Tracking a person's movements by polling the database would not be useful because we would probably update the database infrequently (days or weeks). The location database would be generated offline from analysis of many raw measurements submitted by the stumbler app.

The tracking scenario that might be viable is a tracker who knows someones MAC address and current SSID and that person moves to a different city or state. The database delay wouldn't matter as much. The hash of hashes scheme tries to protect against that by requiring two neighboring APs.


MAC addresses are 48 bits. SSIDs are often guessable or predictable.
Therefore, using the H(MAC+SSID) instead of just the plain MAC+SSID is
not buying you much in terms of privacy, IMO. Basically, if you are
really trying to use this as a privacy mechanism then you should store
the MAC+SSID according to best practices for storing passwords. For
example, use PBKDF2 with a large number of iterations. Regardless of
whether you use SHA1, SHA2, PBKDF2, or something else, I will still
call whatever function you use H(x). But, I am not sure that switching
to PBKDF2 even buys you much improved privacy protection.

The primary motivation for hashing the MAC+SSID was to avoid uploading the SSID (which is considered private data in some European countries) while still using the SSID as sort of weak protection against "database pollution" from malicious stumblers reporting spoofed MAC addresses. Even if our database will filled with junk MAC address, real clients would probably not see the same combination of MAC and SSID in the real world when they sent a geolocation request to the server.


Other layers of privacy protection include filtering out ad-hoc Wi-Fi
networks; MAC addresses with vendor prefixes from mobile device manufacters
(e.g. Apple and HTC); SSIDs commonly associated with mobile devices (e.g.
"XXX's iPhone" and Google's "_nomap" opt-out); and APs reported in multiple
locations.

I think that these things are much more important than the protection
offered by H(x).
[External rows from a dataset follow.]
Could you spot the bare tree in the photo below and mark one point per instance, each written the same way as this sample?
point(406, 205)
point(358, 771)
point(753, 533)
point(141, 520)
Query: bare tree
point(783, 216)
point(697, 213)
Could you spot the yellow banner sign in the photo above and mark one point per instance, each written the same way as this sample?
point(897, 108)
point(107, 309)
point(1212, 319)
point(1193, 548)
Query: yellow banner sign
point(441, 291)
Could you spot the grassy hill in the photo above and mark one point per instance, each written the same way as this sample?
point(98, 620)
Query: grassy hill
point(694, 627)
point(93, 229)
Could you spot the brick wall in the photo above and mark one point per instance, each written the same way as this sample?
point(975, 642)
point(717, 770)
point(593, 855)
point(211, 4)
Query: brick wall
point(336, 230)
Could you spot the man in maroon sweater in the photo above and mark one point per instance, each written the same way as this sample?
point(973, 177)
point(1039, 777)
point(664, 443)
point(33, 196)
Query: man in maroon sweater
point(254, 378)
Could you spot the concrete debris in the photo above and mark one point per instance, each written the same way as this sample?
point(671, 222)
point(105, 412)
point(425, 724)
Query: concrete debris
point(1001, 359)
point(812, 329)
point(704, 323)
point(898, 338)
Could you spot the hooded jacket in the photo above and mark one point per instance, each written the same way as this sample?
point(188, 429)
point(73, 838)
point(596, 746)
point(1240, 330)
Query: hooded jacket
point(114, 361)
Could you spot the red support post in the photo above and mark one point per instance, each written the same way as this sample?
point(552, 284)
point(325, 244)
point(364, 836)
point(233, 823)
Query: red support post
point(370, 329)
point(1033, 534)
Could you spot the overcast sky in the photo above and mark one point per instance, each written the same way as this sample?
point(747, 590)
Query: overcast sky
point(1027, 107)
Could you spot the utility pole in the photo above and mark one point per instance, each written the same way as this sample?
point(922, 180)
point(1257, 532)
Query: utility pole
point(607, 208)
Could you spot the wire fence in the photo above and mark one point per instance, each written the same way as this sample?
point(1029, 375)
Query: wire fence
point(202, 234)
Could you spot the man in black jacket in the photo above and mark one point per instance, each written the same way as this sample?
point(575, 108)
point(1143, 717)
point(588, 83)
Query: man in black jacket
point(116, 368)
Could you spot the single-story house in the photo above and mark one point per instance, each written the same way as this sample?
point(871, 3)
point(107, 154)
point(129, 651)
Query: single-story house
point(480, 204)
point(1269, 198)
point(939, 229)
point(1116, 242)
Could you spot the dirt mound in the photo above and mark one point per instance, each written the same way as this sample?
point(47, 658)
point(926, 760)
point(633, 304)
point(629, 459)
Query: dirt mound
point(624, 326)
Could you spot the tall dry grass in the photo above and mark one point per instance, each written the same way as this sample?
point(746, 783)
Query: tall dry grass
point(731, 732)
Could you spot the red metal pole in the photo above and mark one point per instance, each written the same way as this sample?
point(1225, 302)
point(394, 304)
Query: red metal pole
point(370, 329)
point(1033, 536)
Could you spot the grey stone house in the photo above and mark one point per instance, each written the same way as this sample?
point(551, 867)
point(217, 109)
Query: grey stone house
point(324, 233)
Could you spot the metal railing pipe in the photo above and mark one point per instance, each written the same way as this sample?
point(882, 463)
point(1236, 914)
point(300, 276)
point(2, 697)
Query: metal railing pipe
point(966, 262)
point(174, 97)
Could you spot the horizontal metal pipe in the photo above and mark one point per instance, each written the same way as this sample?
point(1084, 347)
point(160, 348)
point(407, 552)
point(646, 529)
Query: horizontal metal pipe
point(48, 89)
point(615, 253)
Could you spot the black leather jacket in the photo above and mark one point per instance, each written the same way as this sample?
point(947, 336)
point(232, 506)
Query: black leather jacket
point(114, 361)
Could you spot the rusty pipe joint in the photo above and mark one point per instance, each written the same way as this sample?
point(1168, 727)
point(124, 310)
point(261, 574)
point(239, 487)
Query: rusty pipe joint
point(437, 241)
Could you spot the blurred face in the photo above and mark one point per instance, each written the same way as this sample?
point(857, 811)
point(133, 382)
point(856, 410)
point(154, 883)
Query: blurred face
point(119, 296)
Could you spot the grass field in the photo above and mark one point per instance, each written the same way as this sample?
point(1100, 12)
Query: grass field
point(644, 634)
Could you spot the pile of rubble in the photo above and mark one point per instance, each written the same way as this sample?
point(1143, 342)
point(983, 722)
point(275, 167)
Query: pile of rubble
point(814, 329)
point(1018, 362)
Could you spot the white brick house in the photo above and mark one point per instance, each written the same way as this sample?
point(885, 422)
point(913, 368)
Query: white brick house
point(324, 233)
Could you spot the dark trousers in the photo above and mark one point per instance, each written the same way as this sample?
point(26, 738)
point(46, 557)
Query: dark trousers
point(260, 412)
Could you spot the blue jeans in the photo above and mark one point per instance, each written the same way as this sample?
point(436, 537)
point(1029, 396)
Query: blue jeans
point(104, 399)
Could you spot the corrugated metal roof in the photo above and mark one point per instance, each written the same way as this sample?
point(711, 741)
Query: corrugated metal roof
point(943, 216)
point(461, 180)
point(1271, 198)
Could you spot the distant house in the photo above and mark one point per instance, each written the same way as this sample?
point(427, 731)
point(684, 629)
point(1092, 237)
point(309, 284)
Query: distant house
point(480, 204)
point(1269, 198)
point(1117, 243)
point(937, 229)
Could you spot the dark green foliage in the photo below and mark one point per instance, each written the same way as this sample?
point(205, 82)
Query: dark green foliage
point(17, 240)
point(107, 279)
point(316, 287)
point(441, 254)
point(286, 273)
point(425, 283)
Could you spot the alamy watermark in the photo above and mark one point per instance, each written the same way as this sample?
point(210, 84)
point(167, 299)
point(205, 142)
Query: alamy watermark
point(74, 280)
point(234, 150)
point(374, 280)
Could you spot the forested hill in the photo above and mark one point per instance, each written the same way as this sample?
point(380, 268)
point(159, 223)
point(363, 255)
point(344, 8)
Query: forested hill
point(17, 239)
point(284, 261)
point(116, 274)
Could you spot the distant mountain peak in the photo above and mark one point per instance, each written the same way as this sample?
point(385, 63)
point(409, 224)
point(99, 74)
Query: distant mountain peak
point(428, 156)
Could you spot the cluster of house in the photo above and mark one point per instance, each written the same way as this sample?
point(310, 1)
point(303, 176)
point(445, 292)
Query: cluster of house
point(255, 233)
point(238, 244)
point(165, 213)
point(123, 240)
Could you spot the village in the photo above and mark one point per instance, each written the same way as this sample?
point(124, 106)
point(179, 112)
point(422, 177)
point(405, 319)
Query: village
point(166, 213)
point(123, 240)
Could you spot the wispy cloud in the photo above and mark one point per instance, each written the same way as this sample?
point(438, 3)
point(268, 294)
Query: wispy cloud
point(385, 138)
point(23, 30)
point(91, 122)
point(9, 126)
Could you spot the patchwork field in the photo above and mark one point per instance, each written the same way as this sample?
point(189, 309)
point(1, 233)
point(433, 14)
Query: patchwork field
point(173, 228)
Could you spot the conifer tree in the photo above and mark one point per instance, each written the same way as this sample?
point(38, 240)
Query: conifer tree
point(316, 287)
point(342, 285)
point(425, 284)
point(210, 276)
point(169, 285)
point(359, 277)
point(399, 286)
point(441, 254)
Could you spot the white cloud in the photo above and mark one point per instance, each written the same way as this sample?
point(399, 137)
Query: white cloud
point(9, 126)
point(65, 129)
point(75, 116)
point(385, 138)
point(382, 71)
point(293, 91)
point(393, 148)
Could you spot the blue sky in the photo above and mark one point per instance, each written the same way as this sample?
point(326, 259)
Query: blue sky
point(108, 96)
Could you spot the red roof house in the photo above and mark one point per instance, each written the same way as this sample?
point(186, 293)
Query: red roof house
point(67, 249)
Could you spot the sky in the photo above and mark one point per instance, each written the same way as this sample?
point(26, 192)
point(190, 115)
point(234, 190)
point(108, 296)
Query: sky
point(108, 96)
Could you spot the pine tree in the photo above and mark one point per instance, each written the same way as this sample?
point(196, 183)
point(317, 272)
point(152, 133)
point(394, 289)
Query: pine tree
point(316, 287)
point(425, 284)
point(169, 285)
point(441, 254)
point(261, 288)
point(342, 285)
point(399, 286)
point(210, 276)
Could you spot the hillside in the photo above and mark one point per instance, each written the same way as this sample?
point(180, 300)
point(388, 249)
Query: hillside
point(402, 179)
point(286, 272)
My concern is that if you store the data on the
server as H(x) then you will not be able to do the above filtering on
the server unless H(x) is ineffective. That seems bad, because the
server will be much easier to update to improve the filtering than the
clients will be, AFAICT. Also, you will not be able to measure the
effectiveness of the privacy protections on the server, which is also
very bad.

Very good points. We are currently filtering on the stumbler client side. Today, the server just receives mystery hashes with latitude and longitude.

Given just MAC addresess, the server could still filter out ad-hoc networks; vendor prefixes for known mobile device manufacturers; and unrecognized vendor prefixes (because some mobile devices supposedly generate a completely random MAC addresses).

We would still need to rely on the stumbler to filter SSIDs. We can't upload SSIDs to the server because they are considered private data in some European countries (though MAC addresses, which are more unique, are apparently not considered private data, in a legal sense).

We've compiled a list of about 70 SSID prefixes and suffixes we've seen from mobile devices (e.g. "Android*", "Verizon *", or "*'s iPhone"). Not all of these mobile devices use ad-hoc MAC addresses.

Trivia: over a couple years of my own Wi-Fi stumbling/wardriving in three countries and six US states, I have recorded over 100K unique APs and only eight used Google's "_nomap" SSID opt-out suffix!